Me: Come on, I can’t be the only person that’s refused to be weighed.
There aren’t enough love songs about the moment you see your luggage appear at baggage claim.
Welcome to my home! No you’re mistaken, it isn’t a mess, it’s just gallery-style so you can see everything we own at once. Watch your step.
[911 call]
“My hand’s stuck in a blender!”
“Turn it on then.”
“What?”
” I can’t hear it, turn it on so I know you’re not lying.”
There are eleven types of people in the world: those that understand Roman numerals, and those that don’t
Alexa give me one million dollars I know you have it
I can’t run from my demons. The law clearly states I have to keep them until they’re 18.

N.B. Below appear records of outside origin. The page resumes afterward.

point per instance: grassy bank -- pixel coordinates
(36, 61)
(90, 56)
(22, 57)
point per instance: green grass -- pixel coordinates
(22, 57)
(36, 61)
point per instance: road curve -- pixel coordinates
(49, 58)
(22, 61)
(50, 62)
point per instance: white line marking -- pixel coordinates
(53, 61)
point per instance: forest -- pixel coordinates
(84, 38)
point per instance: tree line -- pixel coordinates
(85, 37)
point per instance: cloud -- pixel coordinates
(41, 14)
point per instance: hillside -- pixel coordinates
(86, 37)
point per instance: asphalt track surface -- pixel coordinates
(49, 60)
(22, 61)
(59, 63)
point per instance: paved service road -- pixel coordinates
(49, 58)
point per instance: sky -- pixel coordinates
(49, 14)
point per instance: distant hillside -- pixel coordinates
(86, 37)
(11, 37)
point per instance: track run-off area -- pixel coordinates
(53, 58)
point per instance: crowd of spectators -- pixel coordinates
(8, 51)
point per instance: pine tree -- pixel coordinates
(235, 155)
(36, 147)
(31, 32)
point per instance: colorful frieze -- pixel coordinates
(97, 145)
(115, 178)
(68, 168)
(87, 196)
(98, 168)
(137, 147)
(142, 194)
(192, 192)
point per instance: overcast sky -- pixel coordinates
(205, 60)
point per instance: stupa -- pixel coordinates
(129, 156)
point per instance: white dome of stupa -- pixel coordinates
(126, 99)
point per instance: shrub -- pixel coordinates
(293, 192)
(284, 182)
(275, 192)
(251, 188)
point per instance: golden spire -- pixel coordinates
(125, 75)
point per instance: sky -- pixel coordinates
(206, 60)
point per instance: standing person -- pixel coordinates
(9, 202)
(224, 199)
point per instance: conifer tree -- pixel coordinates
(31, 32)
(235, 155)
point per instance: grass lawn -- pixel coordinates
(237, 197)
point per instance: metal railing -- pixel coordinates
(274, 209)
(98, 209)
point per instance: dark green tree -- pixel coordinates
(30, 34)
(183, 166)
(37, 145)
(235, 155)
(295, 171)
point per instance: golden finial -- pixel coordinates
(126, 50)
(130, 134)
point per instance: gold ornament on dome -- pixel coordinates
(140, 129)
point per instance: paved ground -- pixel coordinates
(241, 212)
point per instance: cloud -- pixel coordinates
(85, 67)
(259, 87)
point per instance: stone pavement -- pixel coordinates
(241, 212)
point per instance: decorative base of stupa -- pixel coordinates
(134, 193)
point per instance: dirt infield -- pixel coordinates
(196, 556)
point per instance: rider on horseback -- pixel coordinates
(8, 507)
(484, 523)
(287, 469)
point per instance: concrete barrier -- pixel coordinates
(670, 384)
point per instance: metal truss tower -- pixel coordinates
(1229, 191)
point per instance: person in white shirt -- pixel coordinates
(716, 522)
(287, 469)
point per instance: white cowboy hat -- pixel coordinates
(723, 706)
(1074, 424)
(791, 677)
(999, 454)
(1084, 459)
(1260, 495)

Men always criticize our big ole purses but stay asking us for something out of it.
“U got gum?”
“Give me some lotion”
“Hold my gun”
I woke from a nap once and jumped in shock and freaked out the cat who ran off and was going crazy making weird noises trying to get away and was all confused… ok backstory… I don’t own a cat
lesbianism is all fun and games until your wife has filled the house with more and more yarn and fabric for her textile crafts
there is another woman in my relationship and her name is Joanne Fabrics
In my day children didn’t ask “What fresh hell is this?” while browsing through a rack of cardigans.
Hello 911?
“What’s your emergency?”
You work in a building?
“Yes”
Inside?
“Yes WHAT’S YOUR EM-”
So you’re saying 911’s an inside job?!
Yes, Kiddo drank her carrot juice, if by “drank,” we mean surreptitiously pouring it into my Boston fern.
My 7yo keeps asking how old I am, so I’m sending him a cease and desist letter
[phone makes noise]
[gets giddy about how popular I’m about to feel]Oh. It’s an email about car insurance.